Plate assays for enzymes are inherently much simpler than liquid assays. This is due to their simple design, ability to evaluate multiple samples in a single plate, and the fact that they provide direct qualitative/ semi-quantitative results (Teather and Wood, 1982; Samad et al., 1989; Gulati et al., 1997; Meddeb-Mouelhi et al., 2014; Sawant et al., 2015; Patil and Chaudhari, 2017). We have developed a plate assay for laminarinase using a laminarin-infused agarose gel. Laminarin is a translucent substrate necessitating the use of a dye for the detection of zones of hydrolysis. An easily available OFB Tinopal CBS-X (Disodium 4,4'-bis(2-sulfostyryl) biphenyl) was tested as a stain and found suitable.
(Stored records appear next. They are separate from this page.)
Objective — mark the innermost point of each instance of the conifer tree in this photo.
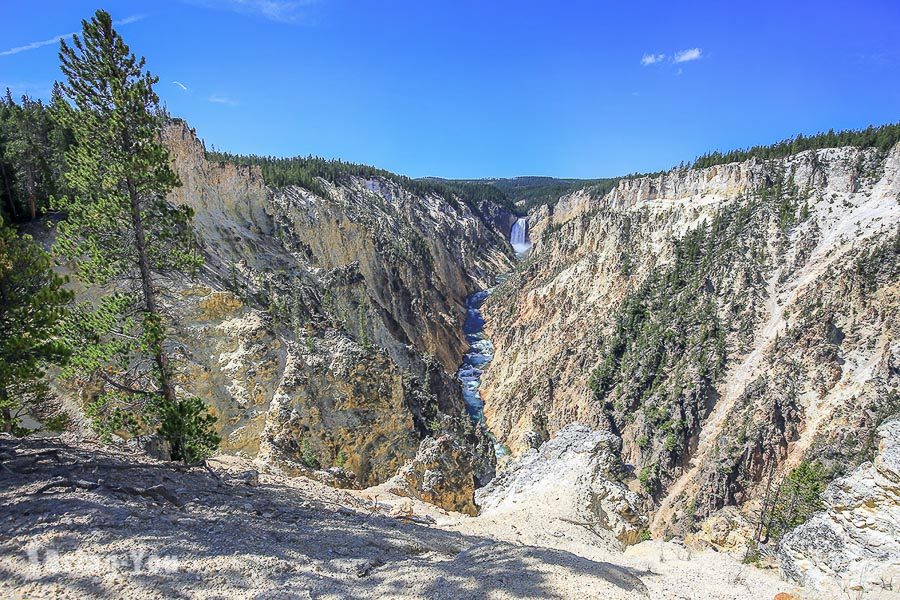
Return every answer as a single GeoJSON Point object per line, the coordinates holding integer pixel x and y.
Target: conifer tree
{"type": "Point", "coordinates": [32, 307]}
{"type": "Point", "coordinates": [125, 236]}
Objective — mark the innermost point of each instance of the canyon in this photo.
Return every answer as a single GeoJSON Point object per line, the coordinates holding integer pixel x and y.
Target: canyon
{"type": "Point", "coordinates": [618, 376]}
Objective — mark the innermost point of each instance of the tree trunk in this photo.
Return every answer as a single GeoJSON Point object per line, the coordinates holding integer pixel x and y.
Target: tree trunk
{"type": "Point", "coordinates": [10, 199]}
{"type": "Point", "coordinates": [162, 361]}
{"type": "Point", "coordinates": [30, 184]}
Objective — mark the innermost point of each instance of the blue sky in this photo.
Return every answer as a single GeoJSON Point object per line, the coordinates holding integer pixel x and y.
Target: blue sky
{"type": "Point", "coordinates": [461, 88]}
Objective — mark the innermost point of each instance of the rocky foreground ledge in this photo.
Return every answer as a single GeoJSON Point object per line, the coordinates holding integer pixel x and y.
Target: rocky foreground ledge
{"type": "Point", "coordinates": [81, 521]}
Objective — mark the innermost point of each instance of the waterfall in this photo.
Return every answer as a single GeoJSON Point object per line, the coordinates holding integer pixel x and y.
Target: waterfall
{"type": "Point", "coordinates": [518, 236]}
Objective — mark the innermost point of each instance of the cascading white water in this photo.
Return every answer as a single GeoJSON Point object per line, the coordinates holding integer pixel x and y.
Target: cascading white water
{"type": "Point", "coordinates": [518, 236]}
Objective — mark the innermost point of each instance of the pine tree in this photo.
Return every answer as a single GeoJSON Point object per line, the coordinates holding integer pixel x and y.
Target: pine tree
{"type": "Point", "coordinates": [122, 231]}
{"type": "Point", "coordinates": [32, 307]}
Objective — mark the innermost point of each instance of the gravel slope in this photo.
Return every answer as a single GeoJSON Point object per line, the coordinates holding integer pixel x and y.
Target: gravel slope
{"type": "Point", "coordinates": [136, 528]}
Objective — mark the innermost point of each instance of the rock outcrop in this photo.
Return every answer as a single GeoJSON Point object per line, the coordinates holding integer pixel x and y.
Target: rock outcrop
{"type": "Point", "coordinates": [735, 318]}
{"type": "Point", "coordinates": [853, 545]}
{"type": "Point", "coordinates": [574, 476]}
{"type": "Point", "coordinates": [324, 330]}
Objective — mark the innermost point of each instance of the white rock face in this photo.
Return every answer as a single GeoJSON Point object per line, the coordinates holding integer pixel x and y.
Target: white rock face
{"type": "Point", "coordinates": [854, 544]}
{"type": "Point", "coordinates": [570, 477]}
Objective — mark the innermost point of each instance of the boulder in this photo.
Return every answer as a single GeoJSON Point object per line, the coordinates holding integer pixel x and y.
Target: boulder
{"type": "Point", "coordinates": [440, 473]}
{"type": "Point", "coordinates": [853, 545]}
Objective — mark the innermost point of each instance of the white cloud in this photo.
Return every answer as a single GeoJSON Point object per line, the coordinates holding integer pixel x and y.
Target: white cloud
{"type": "Point", "coordinates": [284, 11]}
{"type": "Point", "coordinates": [222, 99]}
{"type": "Point", "coordinates": [56, 39]}
{"type": "Point", "coordinates": [688, 55]}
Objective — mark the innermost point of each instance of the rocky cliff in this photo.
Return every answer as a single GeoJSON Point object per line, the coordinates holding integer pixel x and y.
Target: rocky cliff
{"type": "Point", "coordinates": [324, 329]}
{"type": "Point", "coordinates": [853, 546]}
{"type": "Point", "coordinates": [726, 322]}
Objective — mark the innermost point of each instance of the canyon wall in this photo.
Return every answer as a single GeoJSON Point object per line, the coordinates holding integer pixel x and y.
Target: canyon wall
{"type": "Point", "coordinates": [324, 331]}
{"type": "Point", "coordinates": [726, 322]}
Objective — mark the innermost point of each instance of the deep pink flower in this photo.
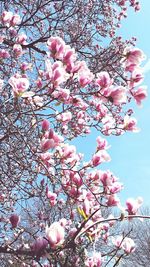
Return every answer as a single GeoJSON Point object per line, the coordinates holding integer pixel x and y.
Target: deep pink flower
{"type": "Point", "coordinates": [45, 125]}
{"type": "Point", "coordinates": [14, 219]}
{"type": "Point", "coordinates": [55, 234]}
{"type": "Point", "coordinates": [17, 49]}
{"type": "Point", "coordinates": [47, 144]}
{"type": "Point", "coordinates": [100, 157]}
{"type": "Point", "coordinates": [57, 47]}
{"type": "Point", "coordinates": [19, 84]}
{"type": "Point", "coordinates": [6, 18]}
{"type": "Point", "coordinates": [134, 55]}
{"type": "Point", "coordinates": [140, 94]}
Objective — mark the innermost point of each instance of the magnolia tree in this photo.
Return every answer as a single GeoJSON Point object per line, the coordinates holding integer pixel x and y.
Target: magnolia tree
{"type": "Point", "coordinates": [63, 72]}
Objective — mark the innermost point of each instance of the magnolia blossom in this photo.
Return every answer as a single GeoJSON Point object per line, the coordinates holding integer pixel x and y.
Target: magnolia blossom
{"type": "Point", "coordinates": [52, 198]}
{"type": "Point", "coordinates": [14, 219]}
{"type": "Point", "coordinates": [140, 94]}
{"type": "Point", "coordinates": [21, 38]}
{"type": "Point", "coordinates": [127, 244]}
{"type": "Point", "coordinates": [130, 124]}
{"type": "Point", "coordinates": [55, 234]}
{"type": "Point", "coordinates": [94, 261]}
{"type": "Point", "coordinates": [104, 79]}
{"type": "Point", "coordinates": [57, 47]}
{"type": "Point", "coordinates": [45, 125]}
{"type": "Point", "coordinates": [17, 49]}
{"type": "Point", "coordinates": [6, 18]}
{"type": "Point", "coordinates": [134, 55]}
{"type": "Point", "coordinates": [19, 84]}
{"type": "Point", "coordinates": [117, 95]}
{"type": "Point", "coordinates": [100, 157]}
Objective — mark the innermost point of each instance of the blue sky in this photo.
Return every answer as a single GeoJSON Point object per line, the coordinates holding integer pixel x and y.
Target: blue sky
{"type": "Point", "coordinates": [130, 153]}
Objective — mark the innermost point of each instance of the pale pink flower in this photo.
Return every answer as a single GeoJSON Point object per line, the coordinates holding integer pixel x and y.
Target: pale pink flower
{"type": "Point", "coordinates": [94, 261]}
{"type": "Point", "coordinates": [4, 54]}
{"type": "Point", "coordinates": [117, 241]}
{"type": "Point", "coordinates": [104, 79]}
{"type": "Point", "coordinates": [21, 39]}
{"type": "Point", "coordinates": [45, 125]}
{"type": "Point", "coordinates": [133, 205]}
{"type": "Point", "coordinates": [17, 49]}
{"type": "Point", "coordinates": [47, 144]}
{"type": "Point", "coordinates": [101, 143]}
{"type": "Point", "coordinates": [14, 219]}
{"type": "Point", "coordinates": [57, 47]}
{"type": "Point", "coordinates": [52, 198]}
{"type": "Point", "coordinates": [140, 94]}
{"type": "Point", "coordinates": [100, 157]}
{"type": "Point", "coordinates": [19, 84]}
{"type": "Point", "coordinates": [1, 84]}
{"type": "Point", "coordinates": [130, 124]}
{"type": "Point", "coordinates": [55, 234]}
{"type": "Point", "coordinates": [85, 76]}
{"type": "Point", "coordinates": [128, 245]}
{"type": "Point", "coordinates": [6, 18]}
{"type": "Point", "coordinates": [15, 20]}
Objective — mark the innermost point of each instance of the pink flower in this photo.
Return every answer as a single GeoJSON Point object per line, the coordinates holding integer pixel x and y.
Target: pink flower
{"type": "Point", "coordinates": [19, 84]}
{"type": "Point", "coordinates": [52, 197]}
{"type": "Point", "coordinates": [45, 125]}
{"type": "Point", "coordinates": [102, 143]}
{"type": "Point", "coordinates": [94, 261]}
{"type": "Point", "coordinates": [4, 53]}
{"type": "Point", "coordinates": [21, 39]}
{"type": "Point", "coordinates": [100, 157]}
{"type": "Point", "coordinates": [85, 77]}
{"type": "Point", "coordinates": [15, 20]}
{"type": "Point", "coordinates": [55, 234]}
{"type": "Point", "coordinates": [6, 18]}
{"type": "Point", "coordinates": [130, 124]}
{"type": "Point", "coordinates": [17, 49]}
{"type": "Point", "coordinates": [140, 94]}
{"type": "Point", "coordinates": [128, 245]}
{"type": "Point", "coordinates": [133, 205]}
{"type": "Point", "coordinates": [14, 219]}
{"type": "Point", "coordinates": [47, 144]}
{"type": "Point", "coordinates": [104, 79]}
{"type": "Point", "coordinates": [57, 47]}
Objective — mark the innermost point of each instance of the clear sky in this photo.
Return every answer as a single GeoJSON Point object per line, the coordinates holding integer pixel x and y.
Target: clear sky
{"type": "Point", "coordinates": [130, 153]}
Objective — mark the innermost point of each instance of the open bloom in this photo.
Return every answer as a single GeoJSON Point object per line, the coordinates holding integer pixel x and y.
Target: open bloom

The plate assay provided accurate, reproducible results even in the presence of a high concentration of AS (Koteshwara et al., 2021). Congo red is an extensively used dye for the detection of polysaccharide hydrolysis but is not recommended for use with laminarin gel plate assay due to poor contrast (Wood et al., 1988). Many wide-ranging and complicated methods can be found in the literature for the preparation of CC, CFS, and laminarinase plate assay. Simple alternatives to complex protocols are described here.